Dr Nicola Theron, director of Econex, presented the findings at the Hospital Association of SA's (Hasa) annual conference currently underway at Sun City.
"Econex's preferred scenario for the envisaged cost of funding an NHIS ultimately showed a total cost of R216bn," said Theron.
"Even if the most economical model were to be applied, the figure would still equate to a total of R197bn; a number close to South Africa's entire personal income tax contributions."
She said South Africa would not be able to afford this. Theron said the NHIS endorsed universal coverage at no cost with a free choice of provider. She said the demand on the medical system would heavily outweigh the resources available.
"We found that in the face of potentially unlimited demand, we would need an additional 10 000 general practitioners and between 7 000 and 17 000 specialists relative to what we currently have," she said.
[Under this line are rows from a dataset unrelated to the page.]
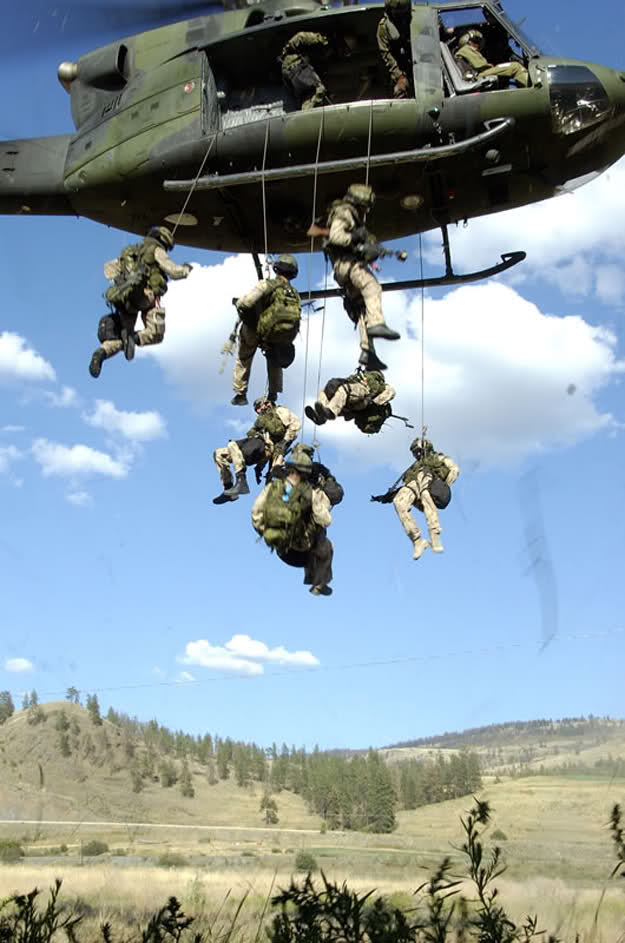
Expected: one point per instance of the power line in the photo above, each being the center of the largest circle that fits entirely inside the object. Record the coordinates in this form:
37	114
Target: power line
349	666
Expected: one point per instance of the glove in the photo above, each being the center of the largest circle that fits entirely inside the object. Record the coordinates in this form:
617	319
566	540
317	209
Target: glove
368	251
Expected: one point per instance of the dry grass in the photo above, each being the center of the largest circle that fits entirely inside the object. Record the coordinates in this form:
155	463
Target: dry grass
125	897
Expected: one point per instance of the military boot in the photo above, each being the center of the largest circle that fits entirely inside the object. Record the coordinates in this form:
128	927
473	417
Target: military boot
128	340
370	360
241	487
223	498
437	546
383	331
97	360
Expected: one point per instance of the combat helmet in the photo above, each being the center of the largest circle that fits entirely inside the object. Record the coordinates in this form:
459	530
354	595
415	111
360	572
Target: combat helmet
472	36
301	459
360	195
163	235
286	265
421	446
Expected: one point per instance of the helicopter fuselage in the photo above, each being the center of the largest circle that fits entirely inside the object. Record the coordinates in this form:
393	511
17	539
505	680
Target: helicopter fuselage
196	114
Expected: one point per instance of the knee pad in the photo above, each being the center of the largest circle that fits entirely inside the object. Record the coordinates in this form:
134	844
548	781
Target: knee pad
109	328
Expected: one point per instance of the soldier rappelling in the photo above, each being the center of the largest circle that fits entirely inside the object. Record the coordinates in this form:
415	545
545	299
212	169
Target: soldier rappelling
139	280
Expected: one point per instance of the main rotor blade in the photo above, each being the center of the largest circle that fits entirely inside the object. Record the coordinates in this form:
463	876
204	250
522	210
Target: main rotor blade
40	27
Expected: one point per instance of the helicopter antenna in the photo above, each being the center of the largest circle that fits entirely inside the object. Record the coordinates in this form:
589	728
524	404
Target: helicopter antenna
262	184
423	426
310	258
193	185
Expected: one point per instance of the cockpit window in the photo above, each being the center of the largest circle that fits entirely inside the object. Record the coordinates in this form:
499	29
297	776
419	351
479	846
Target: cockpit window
578	99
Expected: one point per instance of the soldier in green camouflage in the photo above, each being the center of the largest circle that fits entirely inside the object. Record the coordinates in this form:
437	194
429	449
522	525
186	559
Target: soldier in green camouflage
270	317
425	485
269	439
393	37
351	396
139	280
298	73
469	55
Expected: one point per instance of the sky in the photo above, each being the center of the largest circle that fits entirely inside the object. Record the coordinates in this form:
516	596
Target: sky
119	576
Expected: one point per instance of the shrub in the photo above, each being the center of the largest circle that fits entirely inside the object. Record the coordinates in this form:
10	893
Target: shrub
94	847
172	859
304	861
10	850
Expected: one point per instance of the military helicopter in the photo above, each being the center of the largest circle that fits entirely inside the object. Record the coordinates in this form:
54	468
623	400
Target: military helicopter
195	113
Theron said higher income households had a preference for accessing the private health sector. She said South Africa had a "pent up demand" for health services.
"If everyone is covered and there is no income constraint, the health care behaviour of the entire population would mimic that of the richest income group."
'We just can't do everything in a day'
Econex's research showed that an NHIS would result in a potential increase of four to 9.2% in respect of hospital visits, with declining public sector usage.
"Specialist visits would increase from 2.6% to 3.9% while GP visits would show a dramatic potential rise from 28.3% to 61.8%."
The research was commissioned with the intent of contributing constructively to the debate around NHIS and not to put forward exorbitant figures that suggested an NHIS was impractical, said Theron.
Dr Norman Mabasa, chairperson of the SA Medical Association (Sama) and a member of the NHI Ministerial Advisory Committee, said there needed to be a move away from an "obsessive focus on NHIS costs and timelines".
"It's the details and not timelines that should drive the pace," he said. Mabasa said practical solutions should be sought to make the NHIS work.
"Twenty three pieces of legislation would need to be amended before the implementation of an NHIS," he said.
Tony Twine, senior economist and director of Econometrix, suggested that even an additional 5% of gross domestic product added to existing government health care spend would render a NHIS very expensive.
"NHI is doable - we just can't do everything in a day. A progressive phased introduction will allow resources to be deployed economically," he said.